Cuban composer and clarinetist

Danilo Avilés Suárez (born 1948) is a Cuban composer and clarinetist. He has received awards for his music work.

==Studies==

Suárez was born in 1948 in Holguín, Cuba. He studied clarinet with professors Enrique Pardo, Juan Jorge Junco and Fiodor Ananieski in Havana, Cuba. He also studied composition with renowned Cuban composer and musicologist Argeliers León.Later he studied with José Ardévol and José Loyola at Instituto Superior de Arte (ISA).

==Career==

Suárez worked as a clarinetist in the Orquesta de Teatro y Danza in Havana. He participated as a composer in numerous concerts organized by the Brigada Hermanos Saiz and other cultural institutions in his country. He also received awards from local Symphonic and Chamber Music competitions and participated as a guest in the Warsaw Autumn Festival as well as the Spring Festival in Berlin, Germany. In 1980,he moved to Madrid, Spain where he taught musical composition and chamber music.
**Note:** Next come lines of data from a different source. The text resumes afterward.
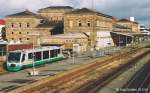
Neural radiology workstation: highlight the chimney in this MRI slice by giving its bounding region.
[130,17,135,22]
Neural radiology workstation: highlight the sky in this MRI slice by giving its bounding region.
[0,0,150,28]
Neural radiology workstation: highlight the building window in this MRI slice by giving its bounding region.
[11,23,14,28]
[87,21,91,27]
[27,23,30,27]
[96,20,100,26]
[79,23,82,27]
[19,23,22,28]
[69,21,73,27]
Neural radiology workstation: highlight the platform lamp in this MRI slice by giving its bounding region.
[29,32,40,76]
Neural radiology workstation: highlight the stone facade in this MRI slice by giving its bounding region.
[38,6,73,21]
[64,8,113,47]
[42,32,88,52]
[5,10,61,46]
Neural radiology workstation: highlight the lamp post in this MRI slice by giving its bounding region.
[30,32,40,76]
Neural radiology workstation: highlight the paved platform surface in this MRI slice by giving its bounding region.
[98,54,150,93]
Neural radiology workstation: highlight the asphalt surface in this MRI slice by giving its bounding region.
[118,62,150,93]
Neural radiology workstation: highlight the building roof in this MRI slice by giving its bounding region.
[0,19,5,25]
[38,6,73,12]
[118,19,138,24]
[66,8,113,18]
[6,10,43,18]
[40,6,73,10]
[113,24,131,29]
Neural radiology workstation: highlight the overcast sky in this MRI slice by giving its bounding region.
[0,0,150,27]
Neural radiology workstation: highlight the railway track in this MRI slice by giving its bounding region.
[7,48,149,93]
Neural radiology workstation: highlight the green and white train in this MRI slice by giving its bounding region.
[6,46,64,71]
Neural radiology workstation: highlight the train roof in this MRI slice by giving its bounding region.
[10,46,60,52]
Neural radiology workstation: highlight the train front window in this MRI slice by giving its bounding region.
[8,53,21,62]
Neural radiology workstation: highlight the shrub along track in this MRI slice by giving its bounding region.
[8,48,149,93]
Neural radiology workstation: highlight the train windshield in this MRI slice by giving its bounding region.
[8,52,21,63]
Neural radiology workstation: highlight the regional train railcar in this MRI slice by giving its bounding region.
[7,46,64,71]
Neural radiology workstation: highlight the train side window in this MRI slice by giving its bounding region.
[43,51,49,59]
[28,53,33,59]
[35,52,41,61]
[21,54,25,62]
[57,49,60,54]
[50,50,55,58]
[54,49,58,57]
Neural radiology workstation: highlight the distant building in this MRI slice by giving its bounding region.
[117,18,140,32]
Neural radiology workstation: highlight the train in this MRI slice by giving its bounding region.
[6,46,64,72]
Later he settled in the US and continued teaching and composing.

==Music work==

Suárez has written numerous pieces for soprano and piano, clarinet, string quartet, and brass quintet, as well as music for children, choral works, and incidental music. His works have been performed by renowned artists as Cuban pianist Marianela Santurio and conducted by Cuban composer Flores Chaviano in important events such as I Foro de Música Contemporánea in Mexico. The compositions of Suárez have also been premiered in many other concerts in Russia, Poland, Germany, Hungary, Spain and the United States.

==Compositions==

A list of relevant works from Danilo Avilés includes:

- Mujer Nueva
- Dibujos
- Esa sangre en las calles de Santiago for soprano and orchestral group
- Siento un bombo mamita for symphony orchestra
- Three small poems for voice and piano
- Variations for string orchestra.
- Largas y cortas for Bass Clarinet and Marimba
- Quasi Danzón for Clarinet and piano. Also arranged as a Trombone feature for Wind Ensemble.